Why no one wants to bell the marital rape criminalisation cat
Madhavankutty Pillai Madhavankutty Pillai | 13 May, 2022
IF YOU CAN get arrested for punching your wife, then raping her has to be much worse in the order of criminal actions. This should be self-evident to every institution, from the judiciary to the executive, that has a say in the matter. And chances are many people in there agree. It is very difficult in today’s times to argue, even to oneself, that raping anyone, even your wife, should not lead to jail. Yet, it comes as no surprise that a bench of the Delhi High Court couldn’t agree on whether to remove the exception in the Indian Penal Code that allows a husband to rape his wife. Of the two judges, one was for and the other against, their arguments mirroring the divide between progressives and conservatives. As the Indian Express reported: “While one judge said “legitimate expectation of sex” is an “inexorable” aspect of marriage, the other said the “right to withdraw consent at any given point in time forms the core of the woman’s right to life and liberty”.”
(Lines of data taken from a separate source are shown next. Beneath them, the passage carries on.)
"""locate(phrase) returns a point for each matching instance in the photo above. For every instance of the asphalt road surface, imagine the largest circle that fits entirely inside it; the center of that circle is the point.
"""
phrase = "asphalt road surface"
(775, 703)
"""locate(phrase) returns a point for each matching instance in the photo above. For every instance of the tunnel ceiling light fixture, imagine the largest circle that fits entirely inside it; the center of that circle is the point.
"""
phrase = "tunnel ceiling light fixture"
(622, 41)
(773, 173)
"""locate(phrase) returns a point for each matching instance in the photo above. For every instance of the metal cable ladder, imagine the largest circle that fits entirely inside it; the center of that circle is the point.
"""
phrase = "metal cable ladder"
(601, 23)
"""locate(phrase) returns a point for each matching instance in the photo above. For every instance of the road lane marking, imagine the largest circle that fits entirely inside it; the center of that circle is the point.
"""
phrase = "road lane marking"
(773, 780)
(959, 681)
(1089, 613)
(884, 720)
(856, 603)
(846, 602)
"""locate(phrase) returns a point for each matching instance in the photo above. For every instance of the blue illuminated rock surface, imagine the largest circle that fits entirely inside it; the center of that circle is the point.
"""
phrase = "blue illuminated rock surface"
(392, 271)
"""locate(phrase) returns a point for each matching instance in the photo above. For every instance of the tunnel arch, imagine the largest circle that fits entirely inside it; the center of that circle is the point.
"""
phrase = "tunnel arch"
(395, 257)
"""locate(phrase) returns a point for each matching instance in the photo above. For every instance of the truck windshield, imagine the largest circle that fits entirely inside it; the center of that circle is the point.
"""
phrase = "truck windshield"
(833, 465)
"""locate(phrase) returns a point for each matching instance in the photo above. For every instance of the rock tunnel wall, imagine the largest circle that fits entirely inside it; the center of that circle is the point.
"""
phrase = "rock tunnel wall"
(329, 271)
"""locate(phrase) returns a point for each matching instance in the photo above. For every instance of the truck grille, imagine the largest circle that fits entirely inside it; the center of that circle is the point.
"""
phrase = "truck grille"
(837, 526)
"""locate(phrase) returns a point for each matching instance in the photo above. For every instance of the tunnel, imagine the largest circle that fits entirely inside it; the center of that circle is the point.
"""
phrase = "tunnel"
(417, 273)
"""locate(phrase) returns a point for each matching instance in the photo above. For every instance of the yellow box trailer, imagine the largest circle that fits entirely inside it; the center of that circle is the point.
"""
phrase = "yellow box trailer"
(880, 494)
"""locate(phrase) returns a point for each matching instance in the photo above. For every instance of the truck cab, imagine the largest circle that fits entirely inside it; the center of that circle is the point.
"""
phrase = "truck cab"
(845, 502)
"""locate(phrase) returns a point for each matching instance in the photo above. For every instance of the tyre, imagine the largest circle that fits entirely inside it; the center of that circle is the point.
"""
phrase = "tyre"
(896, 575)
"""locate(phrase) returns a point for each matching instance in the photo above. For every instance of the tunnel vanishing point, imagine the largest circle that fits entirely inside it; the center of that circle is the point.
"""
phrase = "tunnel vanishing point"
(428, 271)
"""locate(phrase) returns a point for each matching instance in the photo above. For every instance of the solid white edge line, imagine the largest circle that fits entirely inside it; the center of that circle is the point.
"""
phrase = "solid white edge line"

Marital rape’s decriminalisation is also complicated for other reasons. Rape laws in India, especially after Nirbhaya, are draconian in nature. Whether that is warranted or does any real good for conviction is a subject of another debate but it is what it is. The onus of proving innocence leans on the accused because the sole testimony of the victim has greater weight. This skewed balance might even be necessary but when such a law is used in a marital relation, an entirely new can of worms opens up. No one has any doubt that lawyers will game it in divorce proceedings because they have already shown it with Section 498A, the anti-dowry law. The reason they do so is because the judicial system is so rusty that divorce proceedings can drag on interminably. Such laws are useful to quickly get husbands to the negotiation table and settle the case. Unless divorces get speedy resolution, this will continue. But is it possible to fast-track just divorce cases when the rest of the judiciary moves slower than a snail? What special reason can there be to do so? And can you fix the entire judicial process just so that divorces become fast? If India could do it, it would have done it already.
A legitimate reason for the judiciary tiptoeing around marital rape is because laws ought to be made by the legislature. If there is an exception to marital rape in the IPC, then the body that put it there must also remove it—Parliament. That is, in theory, the only way to do it because then the end result is arrived at by long deliberation across society, a process moderated by people elected precisely for this role. If the judiciary were to bring a new crime into existence, then it is by the opinion of a few men and what are the odds of them being able to calculate all the second-degree effects and come up with safety nets to them. A beginning is to first acknowledge marital rape is a crime. To jump headfirst into punishment is only going to lead to more passing the parcel. To ask judges to make the law is to admit that Parliament is of no use. That might be true but then why persevere with elections either?